Pontos de Atenção em Automação
  • A
    Distribui energia com menor quantidade de cabos e emendas
    Uma barra bem projetada reduz derivações improvisadas e organiza o quadro. Isso facilita manutenção e diminui pontos de falha. Barramentos modulares permitem expansão dentro do sistema. O benefício depende de proteção contra toque e compatibilidade. Não se deve usar um pente cortado sem tampa na extremidade. A distribuição precisa manter fases e seções. Em quadros inteligentes, espaço e acesso a medidores são planejados desde o início.
  • B
    Precisa suportar forças de curto-circuito
    A corrente de falha gera aquecimento e força entre barras. Suportes e espaçamentos são parte da capacidade. Um conjunto que não foi verificado pode se deformar e criar arco. O cálculo da corrente presumida e a capacidade do disjuntor são necessários.

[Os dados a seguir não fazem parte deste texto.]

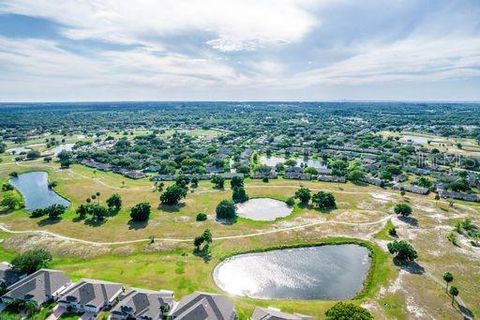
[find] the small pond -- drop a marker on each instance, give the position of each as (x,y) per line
(34,188)
(416,139)
(264,209)
(62,147)
(327,272)
(17,150)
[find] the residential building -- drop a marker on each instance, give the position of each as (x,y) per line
(90,296)
(42,286)
(202,306)
(141,304)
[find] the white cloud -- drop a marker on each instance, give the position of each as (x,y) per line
(233,25)
(241,46)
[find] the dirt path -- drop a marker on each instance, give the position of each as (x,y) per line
(248,235)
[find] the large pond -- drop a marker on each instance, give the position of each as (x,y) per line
(264,209)
(327,272)
(34,188)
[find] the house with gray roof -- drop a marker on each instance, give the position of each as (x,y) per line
(141,304)
(42,286)
(8,276)
(202,306)
(275,314)
(90,296)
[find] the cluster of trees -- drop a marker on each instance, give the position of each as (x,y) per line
(453,291)
(97,211)
(347,311)
(403,209)
(321,200)
(53,212)
(404,252)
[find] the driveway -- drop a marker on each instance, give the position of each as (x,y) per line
(57,312)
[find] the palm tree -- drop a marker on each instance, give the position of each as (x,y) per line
(454,292)
(447,277)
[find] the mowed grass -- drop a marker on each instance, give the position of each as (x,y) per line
(79,183)
(183,272)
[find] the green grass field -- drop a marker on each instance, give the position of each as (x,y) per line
(363,215)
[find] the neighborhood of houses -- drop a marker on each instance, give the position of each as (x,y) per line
(88,297)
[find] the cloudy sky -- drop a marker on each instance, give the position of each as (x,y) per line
(80,50)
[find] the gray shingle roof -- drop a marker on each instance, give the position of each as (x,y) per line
(88,292)
(275,314)
(7,274)
(201,306)
(38,286)
(143,304)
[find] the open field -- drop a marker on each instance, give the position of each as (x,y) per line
(168,263)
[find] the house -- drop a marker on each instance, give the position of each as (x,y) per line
(325,178)
(143,305)
(412,189)
(275,314)
(42,286)
(264,175)
(459,196)
(372,180)
(201,305)
(90,296)
(8,276)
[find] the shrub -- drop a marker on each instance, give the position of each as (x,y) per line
(201,216)
(403,209)
(290,202)
(226,210)
(140,212)
(347,311)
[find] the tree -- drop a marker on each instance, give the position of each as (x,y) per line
(218,182)
(236,181)
(11,200)
(206,238)
(290,201)
(447,277)
(324,200)
(140,212)
(403,209)
(114,202)
(173,194)
(65,158)
(454,292)
(226,210)
(201,216)
(347,311)
(311,170)
(33,154)
(339,167)
(304,195)
(404,251)
(54,211)
(356,175)
(239,195)
(31,261)
(98,212)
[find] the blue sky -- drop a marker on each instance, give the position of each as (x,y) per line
(85,50)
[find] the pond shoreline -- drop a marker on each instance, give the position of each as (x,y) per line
(374,277)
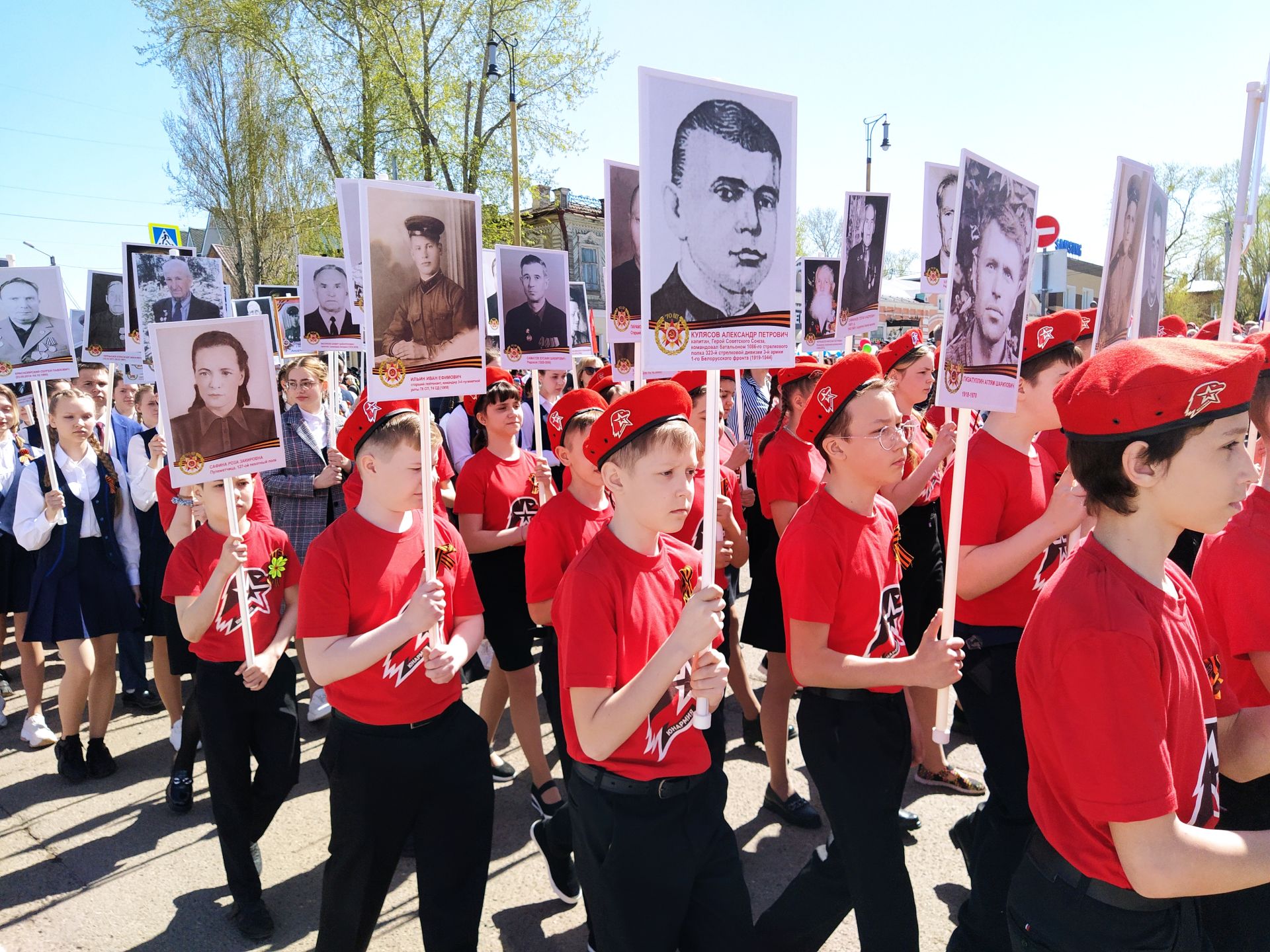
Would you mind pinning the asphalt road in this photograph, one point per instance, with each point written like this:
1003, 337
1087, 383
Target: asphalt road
106, 866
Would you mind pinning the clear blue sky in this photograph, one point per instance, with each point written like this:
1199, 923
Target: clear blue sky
1053, 92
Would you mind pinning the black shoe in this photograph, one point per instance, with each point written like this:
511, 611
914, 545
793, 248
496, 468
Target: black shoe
99, 761
560, 870
545, 809
144, 699
795, 810
252, 920
181, 793
70, 760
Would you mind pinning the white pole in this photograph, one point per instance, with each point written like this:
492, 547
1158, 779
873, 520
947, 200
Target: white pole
952, 561
701, 719
240, 580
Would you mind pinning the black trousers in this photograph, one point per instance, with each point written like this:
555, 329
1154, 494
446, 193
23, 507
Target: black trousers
239, 724
1240, 922
857, 753
1048, 916
389, 783
661, 875
990, 696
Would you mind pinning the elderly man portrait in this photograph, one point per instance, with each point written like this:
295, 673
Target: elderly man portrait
722, 205
26, 334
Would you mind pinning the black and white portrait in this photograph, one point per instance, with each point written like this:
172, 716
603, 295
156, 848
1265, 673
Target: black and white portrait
107, 332
534, 307
36, 337
325, 301
995, 238
939, 204
216, 387
864, 233
1152, 298
423, 288
718, 216
821, 294
582, 338
1117, 303
621, 244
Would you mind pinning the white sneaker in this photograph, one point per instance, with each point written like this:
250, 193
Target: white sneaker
319, 706
36, 733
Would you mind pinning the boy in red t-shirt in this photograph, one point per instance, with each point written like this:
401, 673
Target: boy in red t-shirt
1014, 535
656, 856
843, 623
1124, 698
404, 756
245, 710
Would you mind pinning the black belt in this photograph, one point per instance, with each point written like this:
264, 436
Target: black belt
1053, 867
662, 789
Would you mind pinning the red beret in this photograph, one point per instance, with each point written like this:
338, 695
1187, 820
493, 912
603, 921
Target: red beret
366, 416
1147, 386
493, 375
570, 407
1087, 317
1209, 331
632, 414
803, 366
905, 344
1040, 334
833, 390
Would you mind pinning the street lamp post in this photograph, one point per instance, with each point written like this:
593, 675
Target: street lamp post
886, 143
492, 71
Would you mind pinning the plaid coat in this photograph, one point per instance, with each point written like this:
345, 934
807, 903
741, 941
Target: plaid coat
299, 509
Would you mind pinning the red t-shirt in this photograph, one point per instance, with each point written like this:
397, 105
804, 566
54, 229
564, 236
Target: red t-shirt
730, 485
272, 567
1236, 607
359, 576
502, 492
835, 565
1005, 492
444, 471
1056, 444
1119, 707
792, 470
614, 610
259, 510
562, 528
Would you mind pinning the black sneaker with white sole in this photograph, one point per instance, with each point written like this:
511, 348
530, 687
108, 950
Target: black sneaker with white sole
560, 870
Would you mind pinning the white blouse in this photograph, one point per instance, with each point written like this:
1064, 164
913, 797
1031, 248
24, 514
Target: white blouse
32, 528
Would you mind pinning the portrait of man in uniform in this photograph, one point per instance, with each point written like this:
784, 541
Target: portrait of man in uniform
27, 335
722, 204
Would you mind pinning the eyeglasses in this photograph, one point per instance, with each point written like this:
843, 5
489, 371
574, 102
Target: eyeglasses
892, 438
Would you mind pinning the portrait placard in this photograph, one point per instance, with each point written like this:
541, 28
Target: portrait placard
939, 204
1118, 303
995, 237
216, 397
864, 238
106, 332
36, 335
534, 309
718, 219
621, 251
425, 301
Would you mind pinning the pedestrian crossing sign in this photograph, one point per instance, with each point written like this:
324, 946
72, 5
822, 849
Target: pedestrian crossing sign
164, 235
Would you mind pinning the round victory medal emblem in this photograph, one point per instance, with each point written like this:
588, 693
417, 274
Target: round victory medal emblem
392, 372
190, 463
671, 334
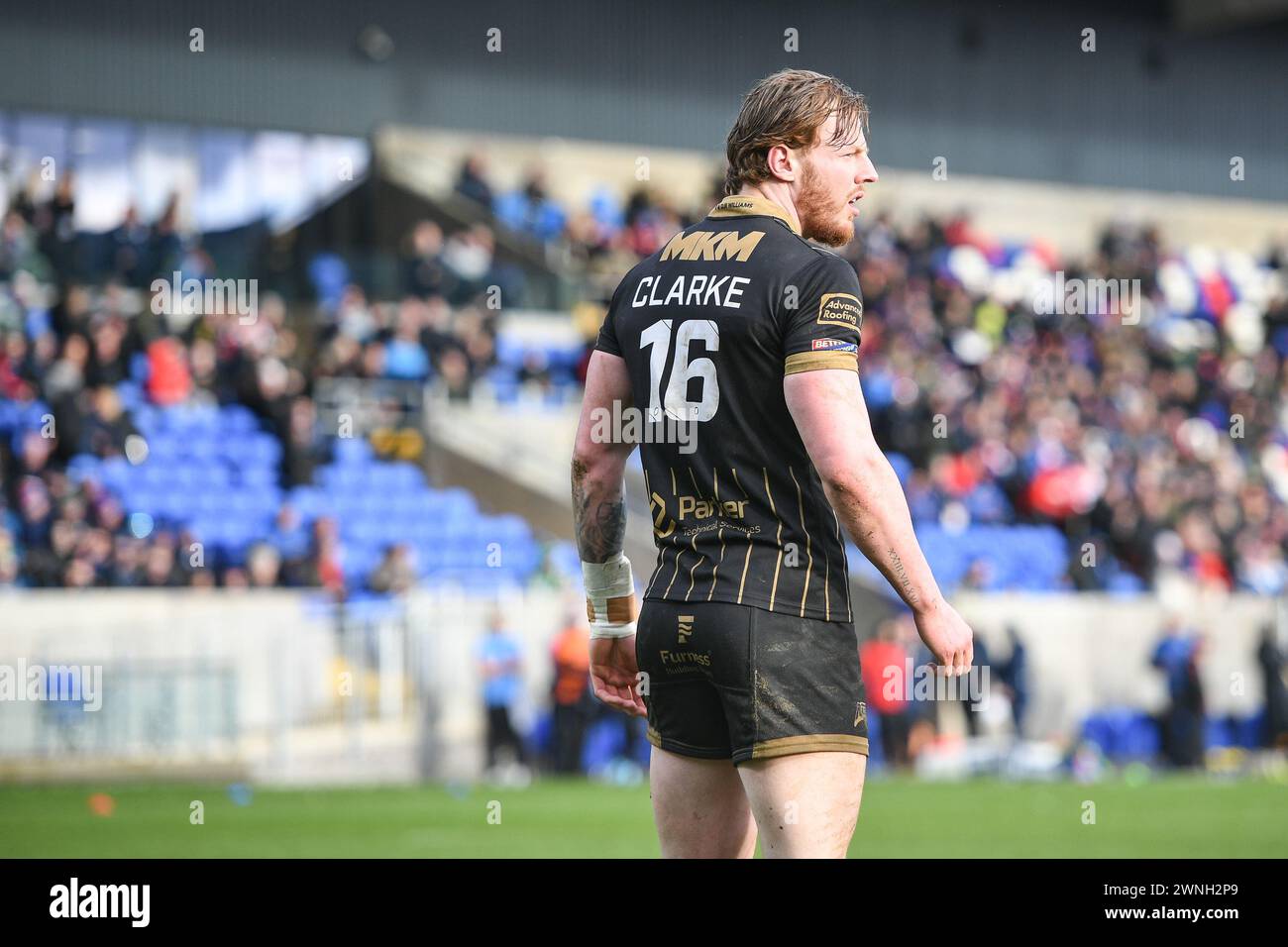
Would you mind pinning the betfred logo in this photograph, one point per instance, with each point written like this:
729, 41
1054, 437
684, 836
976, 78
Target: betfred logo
833, 346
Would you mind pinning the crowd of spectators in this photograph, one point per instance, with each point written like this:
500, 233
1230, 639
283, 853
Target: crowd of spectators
1157, 445
1157, 441
81, 343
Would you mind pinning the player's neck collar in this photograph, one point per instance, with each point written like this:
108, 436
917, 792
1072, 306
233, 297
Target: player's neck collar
752, 205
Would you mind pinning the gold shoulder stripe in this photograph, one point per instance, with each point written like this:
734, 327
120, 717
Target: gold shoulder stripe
743, 205
812, 361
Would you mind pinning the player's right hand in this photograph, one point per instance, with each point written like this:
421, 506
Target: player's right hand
948, 637
613, 674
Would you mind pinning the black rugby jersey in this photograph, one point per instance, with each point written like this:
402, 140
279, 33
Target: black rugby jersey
708, 326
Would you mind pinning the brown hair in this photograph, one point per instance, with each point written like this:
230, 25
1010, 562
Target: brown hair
787, 107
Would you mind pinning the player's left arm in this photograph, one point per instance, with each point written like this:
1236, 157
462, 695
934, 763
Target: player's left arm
599, 521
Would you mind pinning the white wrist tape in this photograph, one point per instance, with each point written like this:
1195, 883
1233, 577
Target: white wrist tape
609, 598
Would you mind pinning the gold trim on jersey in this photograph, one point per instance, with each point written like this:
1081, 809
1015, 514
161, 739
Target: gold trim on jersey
812, 361
809, 570
849, 615
747, 561
715, 487
679, 548
773, 590
786, 746
697, 492
752, 205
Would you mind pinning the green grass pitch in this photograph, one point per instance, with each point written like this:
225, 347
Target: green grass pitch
1190, 817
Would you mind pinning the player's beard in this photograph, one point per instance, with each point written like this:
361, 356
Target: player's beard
818, 211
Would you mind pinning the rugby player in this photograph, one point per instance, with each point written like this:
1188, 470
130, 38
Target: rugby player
743, 656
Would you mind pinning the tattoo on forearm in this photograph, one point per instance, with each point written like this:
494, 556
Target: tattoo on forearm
600, 522
902, 575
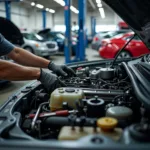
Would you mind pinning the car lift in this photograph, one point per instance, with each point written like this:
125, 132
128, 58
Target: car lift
80, 50
8, 9
44, 13
93, 26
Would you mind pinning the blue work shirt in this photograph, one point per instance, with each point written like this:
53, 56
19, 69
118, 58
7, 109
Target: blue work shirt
5, 46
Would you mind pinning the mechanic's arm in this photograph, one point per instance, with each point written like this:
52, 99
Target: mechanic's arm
23, 57
11, 71
26, 58
14, 72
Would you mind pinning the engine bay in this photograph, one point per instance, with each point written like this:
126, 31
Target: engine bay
99, 104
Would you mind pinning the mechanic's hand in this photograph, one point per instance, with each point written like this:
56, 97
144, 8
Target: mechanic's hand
50, 81
61, 70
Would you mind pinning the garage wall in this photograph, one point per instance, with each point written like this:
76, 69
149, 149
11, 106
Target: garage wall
30, 18
26, 18
111, 19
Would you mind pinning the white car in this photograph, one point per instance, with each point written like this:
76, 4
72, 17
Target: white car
37, 45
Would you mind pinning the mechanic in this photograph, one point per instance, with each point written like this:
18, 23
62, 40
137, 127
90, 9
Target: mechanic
30, 67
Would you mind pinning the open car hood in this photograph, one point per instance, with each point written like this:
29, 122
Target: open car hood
10, 31
136, 14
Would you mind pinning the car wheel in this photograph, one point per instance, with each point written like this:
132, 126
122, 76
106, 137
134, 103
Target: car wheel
29, 49
124, 54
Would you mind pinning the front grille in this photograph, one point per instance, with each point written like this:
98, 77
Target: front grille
51, 45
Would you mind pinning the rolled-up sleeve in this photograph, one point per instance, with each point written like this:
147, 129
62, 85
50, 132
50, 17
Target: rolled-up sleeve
5, 46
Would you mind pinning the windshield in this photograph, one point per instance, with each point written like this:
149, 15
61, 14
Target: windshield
32, 36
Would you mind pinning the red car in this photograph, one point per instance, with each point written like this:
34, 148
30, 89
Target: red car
110, 48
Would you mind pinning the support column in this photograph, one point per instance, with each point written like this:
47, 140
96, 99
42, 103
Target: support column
93, 26
68, 29
44, 18
8, 9
82, 33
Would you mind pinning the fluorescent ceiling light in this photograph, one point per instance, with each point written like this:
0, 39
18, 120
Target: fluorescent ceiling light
98, 1
102, 13
32, 4
99, 5
74, 10
51, 11
61, 2
47, 9
39, 6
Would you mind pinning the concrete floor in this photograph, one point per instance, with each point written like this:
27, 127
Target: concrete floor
12, 87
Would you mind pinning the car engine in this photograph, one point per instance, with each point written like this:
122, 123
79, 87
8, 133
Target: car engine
100, 103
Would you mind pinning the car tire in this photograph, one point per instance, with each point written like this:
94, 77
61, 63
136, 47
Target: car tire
29, 49
124, 54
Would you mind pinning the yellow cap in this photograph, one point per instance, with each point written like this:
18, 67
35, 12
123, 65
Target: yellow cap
107, 123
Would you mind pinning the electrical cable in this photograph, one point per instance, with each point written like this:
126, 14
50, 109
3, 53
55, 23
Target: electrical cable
122, 49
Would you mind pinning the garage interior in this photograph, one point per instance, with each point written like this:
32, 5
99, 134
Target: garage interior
94, 16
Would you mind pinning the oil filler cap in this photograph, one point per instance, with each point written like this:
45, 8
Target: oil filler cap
70, 90
107, 123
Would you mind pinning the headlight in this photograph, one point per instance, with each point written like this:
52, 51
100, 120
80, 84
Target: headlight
40, 45
37, 45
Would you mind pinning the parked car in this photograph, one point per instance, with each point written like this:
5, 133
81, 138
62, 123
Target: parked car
59, 38
110, 48
96, 43
106, 107
37, 45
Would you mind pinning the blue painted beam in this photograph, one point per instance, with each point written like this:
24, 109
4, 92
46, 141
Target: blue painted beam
82, 31
67, 14
93, 26
8, 9
44, 13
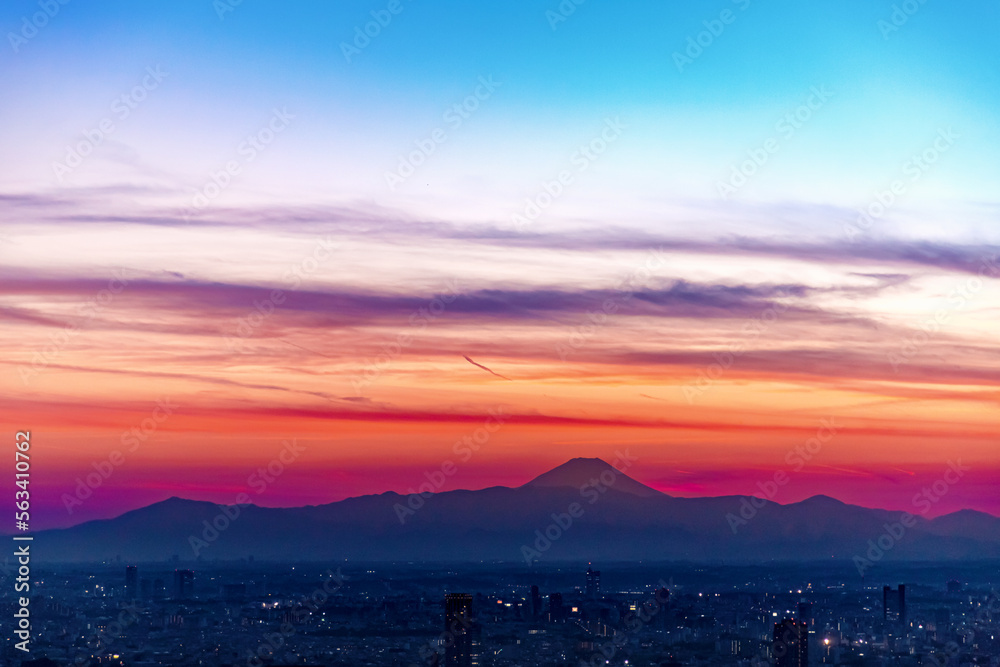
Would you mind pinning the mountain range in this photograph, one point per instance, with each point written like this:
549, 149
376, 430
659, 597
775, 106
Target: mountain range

DPS não reduz curto. Em residências próximas a transformadores, a corrente pode ser alta. O projeto não deve assumir 3 kA por padrão. A série IEC 61439 orienta verificação.
  • C
    Afeta a manutenção e a disponibilidade do quadro
    Uma falha no barramento pode desligar todos os circuitos. Conexões recebem inspeção e termografia quando a criticidade justifica. Sensores de temperatura podem alertar. O quadro precisa permitir seccionamento. Barramentos segmentados e acopladores podem reduzir impacto. A reserva de espaço facilita. O custo de uma barra maior pode ser pequeno comparado à indisponibilidade. O projeto considera crescimento e capacidade térmica futura.
  • D
    Integra medição e automação sem comprometer a proteção
    Transformadores de corrente, medidores e sensores podem ser instalados nos alimentadores. A posição precisa respeitar isolação e direção. Derivações para fontes e módulos usam proteção própria. Não se conecta um fio fino diretamente a barramento de alta corrente sem fusível. Bornes de distribuição são preferíveis. A automação recebe dados; o barramento continua uma parte de potência com acesso restrito.
Formas de distribuição
Maciço
Barra de cobre ou alumínio
Usada em quadros de maior corrente. Exige suportes, isoladores, cálculo térmico e de curto.
Pente
Barramento modular DIN
Alimenta disjuntores compatíveis. Possui passo, número de polos e corrente definidos. Pontas cortadas precisam de proteção.
Encapsulado
Sistema protegido modular
Reduz exposição e facilita montagem. Deve ser usado com componentes homologados do sistema.
Flexível
Barra laminada isolada
Compensa vibração e desalinhamento. A corrente e a temperatura dependem das lâminas e da terminação.
Conjuntos e barramentos
ReferênciaFaixa / NormaAplicação típica
IEC 61439-1Conjuntos BTRegras gerais de verificação de temperatura, curto, isolação e construção.
IEC 61439-2Painéis de potênciaRequisitos específicos para conjuntos de manobra e controle.
ABNT NBR 5410Instalações BTQuadros, identificação, proteção e dimensionamento.
IEC 60947-1Aparelhagem BTCondições gerais de equipamentos conectados ao barramento.